KDD2020

Multimodal Machine Learning for Video and Image Analysis

Shalini Ghosh

1 citation

Abstract

In this talk, we will first discuss multimodal ML for video content analysis. Videos typically have data in multiple modalities like audio, video, and text (captions). Understanding and modeling the interaction between different modalities is key for video analysis tasks like categorization, object detection, activity recognition, etc. However, data modalities are not always correlated -- so, learning when modalities are correlated and using that to guide the influence of one modality on the other is crucial.
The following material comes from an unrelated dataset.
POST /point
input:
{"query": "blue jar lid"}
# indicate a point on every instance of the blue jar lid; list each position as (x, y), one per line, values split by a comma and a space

Another salient feature of videos is the coherence between successive frames due to continuity of video and audio, a property that we refer to as temporal coherence. We show how using non-linear guided cross-modal signals and temporal coherence can improve the performance of multimodal ML models for video analysis tasks like categorization. We also created a hierarchical taxonomy of categories internally. Our experiments on the large-scale YouTube-8M dataset show how our approach significantly outperforms state-of-the-art multimodal ML model for video categorization using our taxonomy, as well as generalizes well to an internal dataset of video segments from actual TV programs. The next part of the talk will briefly discuss our work on explainability of multimodal ML models. We will conclude the talk by outlining other multimodal ML applications like incremental object detection and visual dialog, and discuss potential applications of multimodal ML to various domains.